La CGT Spectacles souligne qu’elle a déposé des préavis de grèves couvrant tout le mois de juillet et elle appelle "les équipes techniques et artistiques engagées dans les spectacles à voter la grève". Notamment le 4 juillet sur tout le territoire, à l’occasion de l’ouverture d’Avignon In, ou encore le 12 juillet à l’occasion d’un autre temps fort national, en proposant, "en particulier une grève totale du In et du Off en Avignon, quel seuls les artistes et les techniciens du « In » et du « Off » sont à même de voter."

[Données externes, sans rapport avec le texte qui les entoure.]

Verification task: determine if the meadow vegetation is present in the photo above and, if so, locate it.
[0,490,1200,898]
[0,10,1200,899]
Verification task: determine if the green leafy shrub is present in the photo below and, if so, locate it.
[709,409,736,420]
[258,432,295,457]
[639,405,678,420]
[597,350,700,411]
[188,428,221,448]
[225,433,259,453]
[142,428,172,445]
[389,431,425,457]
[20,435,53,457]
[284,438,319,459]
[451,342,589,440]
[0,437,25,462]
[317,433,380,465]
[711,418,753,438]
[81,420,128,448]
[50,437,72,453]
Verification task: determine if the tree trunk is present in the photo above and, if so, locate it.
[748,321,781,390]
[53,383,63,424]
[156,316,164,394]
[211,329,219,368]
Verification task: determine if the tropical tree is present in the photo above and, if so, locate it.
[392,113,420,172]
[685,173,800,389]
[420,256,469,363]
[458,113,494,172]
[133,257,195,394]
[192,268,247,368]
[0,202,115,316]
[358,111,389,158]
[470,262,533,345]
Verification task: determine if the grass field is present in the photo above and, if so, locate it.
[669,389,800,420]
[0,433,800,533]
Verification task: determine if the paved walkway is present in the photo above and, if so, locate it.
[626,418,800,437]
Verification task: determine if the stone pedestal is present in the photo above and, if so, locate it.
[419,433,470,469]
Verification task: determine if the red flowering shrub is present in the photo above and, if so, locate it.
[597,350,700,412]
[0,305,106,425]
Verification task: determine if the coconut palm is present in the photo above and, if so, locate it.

En revanche, la CGT Spectacle réitère son opposition aux blocages. "En effet, la légitimité d’un mouvement unitaire c’est son unité. C’est à ce prix que nous développerons le rapport de force nécessaire afin de faire plier le gouvernement et les signataires. Les blocages sont une façon de forcer la main aux artistes interprètes et techniciens au moment de se prononcer sur la grève. Ils sont porteurs d’une division profonde de nos professions, en contradiction avec l’unité de toutes et de tous que nous mettons en œuvre au quotidien. Au surplus, nous ne sommes pas partisans de la politique de la « terre brulée », insiste la CGT Spectacle. Elle n’appelle pas à l’annulation des festivals, des spectacles et des tournages mais à des grèves légitimées par un vote majoritaire. A ce propos, les annulations de festival par des directions ou par des maires (comme au festival de cirque du Mans) doivent être considérées comme des lock out et des entraves au droit de grève."

Rappelons que la CGT revendique l’abrogation de l’agrément de la convention Unedic et l’ouverture de vraies négociations sur l’assurance chômage et ses annexes en prenant en compte les propositions qu’elle formule depuis des mois et dont elle demande le chiffrage.